# A.B. apprenticeships 1950's



## ausietrish (Mar 4, 2008)

I would love to know what journey a seaman would have to take to become a A.B. seamen. My father started his journey age 15 on the Thames sailing barges in 1950. A year later he joins the Dunnottar Castle going to South Africa as a J.O.S ( what is this grade?)


He then spends 8 months on board Neabra ( where did this one go ..would it have been to Australia) before becoming a S.O.S ( again what grade)

8 Months and 3 ships later he becomes a E.D.H ( again what grade) and stays this grade for just under 2 years before graduating and recieving A.B. rating.

Are there any old sea dogs out there that trained around this time and could explain the journey for me. I only wish my father still be around to fill in the llarge gaps.


----------



## Jeffers (Jan 4, 2006)

I would say that JOS = Junior Ordinary Seaman, SOS = Senior Ordinary Seaman. I'm not sure about all of EDH, but the DH part = Deck Hand I guess.


----------



## trotterdotpom (Apr 29, 2005)

Efficient Deck Hand, Trish. Welcome to SN.

John T.


----------



## navigator (Feb 16, 2006)

actually starts as DECK BOY then J.O.S= junior ordinary seaman then S.O.S = senior ordinary seaman then E.D.H =effiecient deck hand then finally A.B = able bodied seaman


----------



## stan mayes (Jul 22, 2006)

Hi Trish,
I think Neabra would be NEAERA .It was a tanker owned by Shell and they trade all over the world.
Stan


----------



## James MacDonald (Mar 17, 2006)

In my case D/B 29/05/63 to 29/10/63
JOS 01/11/63 to 09/10/64
SOS 10/10/64 to 08/11/65
EDH 07/12/65 to 07/03/67
A/B 22/03/67 to 28/07/73
Thereafter ,3/O ,2/O/, Mate & Captain
swing the lamp


----------



## DICK SLOAN (Jan 19, 2007)

D.H.U Was a deck hand uncertified


----------



## captkenn (Aug 16, 2007)

Bosun (Boatswain) is between AB and 3/O but not necessary to carry on up . There were also Bosun's Mates and Lamptrimmers. Carpenter was another deck job.


----------



## Bridie (Oct 9, 2006)

The "journey" from Deck Boy to JOS (junior ordinary seaman), then to SOS (senior ordinary seaman) would be dependent on sea-time.
To become an EDH (efficient deck hand) involved sea-time and then a practical and oral examination, usually preceded by a week's course (mine was at St Katherine's Dock). There would be a certificate and a record in the Discharge Book.
After some more sea-time there would be another examination for Efficiency as Lifeboatman, again recorded in the Discharge Book.
With both these certificates a Certificate of Competency as AB was issued by Mercantile Marine Office and recorded in the Discharge Book.
My "journey" was a bit different as I sarted as a deck cadet, but was deemed unsuitable so signed on as a DHU (deck hand uncertificated) missing out the Deck Boy, JOS and SOS stages.


----------



## price (Feb 2, 2006)

I believe that promotions depended somewhat on the length of voyages, it was unusual to be promoted before the close of articles.
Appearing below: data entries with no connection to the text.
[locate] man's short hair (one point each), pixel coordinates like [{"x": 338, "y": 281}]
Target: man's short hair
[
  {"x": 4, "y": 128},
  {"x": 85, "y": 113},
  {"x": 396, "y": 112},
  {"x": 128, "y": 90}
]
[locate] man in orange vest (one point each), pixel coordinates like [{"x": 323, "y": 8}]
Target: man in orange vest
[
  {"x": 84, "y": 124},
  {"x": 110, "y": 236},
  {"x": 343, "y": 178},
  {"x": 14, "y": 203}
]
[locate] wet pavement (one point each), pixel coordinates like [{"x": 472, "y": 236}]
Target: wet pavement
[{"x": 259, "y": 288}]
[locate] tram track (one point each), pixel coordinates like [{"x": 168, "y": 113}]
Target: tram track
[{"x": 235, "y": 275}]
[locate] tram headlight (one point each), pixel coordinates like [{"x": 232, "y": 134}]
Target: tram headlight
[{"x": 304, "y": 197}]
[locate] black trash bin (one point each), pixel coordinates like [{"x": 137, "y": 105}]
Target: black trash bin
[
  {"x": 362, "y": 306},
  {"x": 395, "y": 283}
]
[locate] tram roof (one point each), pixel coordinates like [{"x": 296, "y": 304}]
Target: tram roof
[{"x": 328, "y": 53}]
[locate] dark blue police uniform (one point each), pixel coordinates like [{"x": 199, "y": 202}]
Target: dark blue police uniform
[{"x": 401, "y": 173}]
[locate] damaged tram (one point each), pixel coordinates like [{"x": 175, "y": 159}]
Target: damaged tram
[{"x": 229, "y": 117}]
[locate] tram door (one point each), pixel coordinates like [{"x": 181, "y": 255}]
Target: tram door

With Blue Funnel I spent 12 months as deck boy, a further 12 months as JOS and 3 months as SOS, before gaining my lifeboat and EDH tickets. I didn't gain my ABs ticket for a further two years after completing two long voyages, the last voyage being in excess of 12 months. 
I believe that the rule for gaining your ABs ticket was 36 months sea time with a lifeboat and EDH certificate. Bruce.


----------



## ausietrish (Mar 4, 2008)

Hi everyone,
Thankyou for all your replies. It certainly make dads papers seem more real. You are correct he gained his lifeboatman efficiency on 4th sep 1955 his edh cert on the 11th sept 1953 then 6 days later jumped onto the Ebro as an EDH and went foreign. He rarely spent more then 2 weeks ashore before jumping onto the next ship. Sometimes he jumped off one ship straight onto another. His blood was seawater. From the day he left home for sea school age 15 years till the day he died age 64 he never lived on land. We were all bought up on a variety of boats ( usually gaff rig type) . Dad even died at sea ,he died rowing across the harbour whilst going to get his daily newspaper. Just the way he would have wanted it.
Eventually I would like to go the Kew and look at the shipping lists and actually tie up his ships with places. I know he went to jamaca, Australia, USa , Africa, and many more exotic places.
Patricia


----------



## Binnacle (Jul 22, 2005)

ausietrish said:


> Hi everyone,
> Thankyou for all your replies. Eventually I would like to go the Kew and look at the shipping lists and actually tie up his ships with places. I know he went to jamaca, Australia, USa , Africa, and many more exotic places.
> Patricia


Patricia, you may find help to guide you to the Kew records available on the web if you post in People Search at www.mercantilemarine.org. Your father's DOB and dis A No. usually Rxxxxx would be helpful.
Good Luck


----------



## John Power (Feb 19, 2008)

I would in general agree with Bruce although I was promoted to JOS on articles in Irish Shipping 1960. Blue Funnel was probably a lot different.


----------



## ausietrish (Mar 4, 2008)

Thankyou everyone for there replies. 
Binnacle I took up your suggestion and put a request up on the other board. I have already got an answer and am now awaiting the arrival of copies of my fathers seamans pouch. Heres hoping it a good one.


----------



## Bill Davies (Sep 5, 2007)

Bruce,
Like you an ex 'china boat man' although I was promoted to JOS on my first trip on 'Memnon' in 08/55 (11 months). I was promoted 30/04/56. Similarly I was promoted to SOS after a further 9 months seatime whilst on a another voyage.
The SOS position was rare in more modern times (70s onwards) as a JOS got to the age of 18 before getting SOS tea-time in and therefore were eligable for the EDH which in itself only required 12 months sea time. In essence deck boys started later and were almost 18 when they had 12 months seatime.


----------



## John Rogers (May 11, 2004)

This post is an example of what this board is all about,it gave me a great feeling seeing ausietrish/Patricia find the data she was looking for on her father so quickly.

John.


----------